Así las cosas, empiezo a entender que mis energías se me van en cosas bastante poco importantes. Y que no es que seamos flojos. Es que somos un poquito insensatos.

¿Por qué el agotamiento?

El libro de Eclesiastés (denominado por los expertos como el libro existencialista de la Biblia), es bastante claro sobre la importancia de saber emplear el tiempo: Lo más absurdo de lo absurdo, —dice el Maestro—, lo más absurdo de lo absurdo, ¡todo es un absurdo! ¿Qué provecho saca el hombre de tanto afanarse en esta vida? Generación va, generación viene, mas la tierra siempre es la misma. Sale el sol, se pone el sol, y afanoso vuelve a su punto de origen para de allí volver a salir. Eclesiastés 1:2-5.

Los avances científicos y tecnológicos nos han llevado a pensar que la calidad de vida mejora a medida que incluimos en nuestra cotidianidad todo este “progreso” y lo que ocurre es que nos estamos agotando. Vivimos preocupados por estar a la moda, por visitar todos los lugares, por aprender, por estudiar, ver, leer, crecer, probar. ¿Por qué? Porque de lo contrario nos estamos quedando y ¿qué va a pensar la gente? y ¿qué oportunidades vamos a tener?

Nos preocupamos demasiado por el qué dirán, vivimos creyendo que si no aprovechamos hasta el último segundo de nuestras vidas, la oportunidad estará perdida para siempre.

La psicóloga clínica Diana Hernández así lo confirma: “El trabajo está sobrevalorado. Se ve con muy buenos ojos que durante las vacaciones una persona se comunique con su trabajo para saber cómo van las cosas, que lleve labores para su casa y permanezca siempre alerta y conectado y eso acaba con los nervios y la salud de cualquiera”.

Además, va en contravía del mandato divino del descanso. Si Dios se tomó el séptimo día para descansar, ¿por qué nosotros no?

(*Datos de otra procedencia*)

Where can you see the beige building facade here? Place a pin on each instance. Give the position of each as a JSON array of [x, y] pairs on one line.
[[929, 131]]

Entonces, ¿cómo combatir el agotamiento?

Para la doctora Hernández, la solución está en disfrutar lo que tenemos sin afanes. “Desconectarse de la tecnología y del mundo de vez en cuando es bastante saludable. De esta forma la vida es más llevadera y habrá tiempo suficiente para compartir con los seres amados. Esto elimina el estado de alerta en el que permanecemos cuando nuestras actividades no paran”, afirma.

Tenemos que aprender a vivir cada momento, a desconectarnos, a comprender que no pasa nada si perdemos una llamada o no respondemos el mensaje inmediatamente. Si en unas vacaciones en vez de ir a Europa nos vamos al río o si nos perdemos la fiesta, la película o incluso no tenemos el celular de moda. Nada pasa, la vida sigue e incluso puede ser más tranquila.

Tampoco se trata de no esforzarse, de no ser responsables o no querer vivir ciertas experiencias sino de comprender que, como dice la Biblia, hay un tiempo para todo. Todo tiene su momento oportuno; hay un tiempo para todo lo que se hace bajo el cielo. (…)¿Qué provecho saca quien trabaja, de tanto afanarse? He visto la tarea que Dios ha impuesto al género humano para abrumarlo con ella. Dios hizo todo hermoso en su momento, y puso en la mente humana el sentido del tiempo, aun cuando el hombre no alcanza a comprender la obra que Dios realiza de principio a fin. Eclesiastés 3:2, 9-11.

Además, aprender que todo esto no es más que una vanalidad, nos enseña a depender de Dios. A entregarle cada cosa y a entender que lo más preciado que tenemos es la vida y es para disfrutarla, no para verla pasar escondidos tras una falsa felicidad. Nuestra esperanza está en la eternidad, no en aquello que logremos hoy.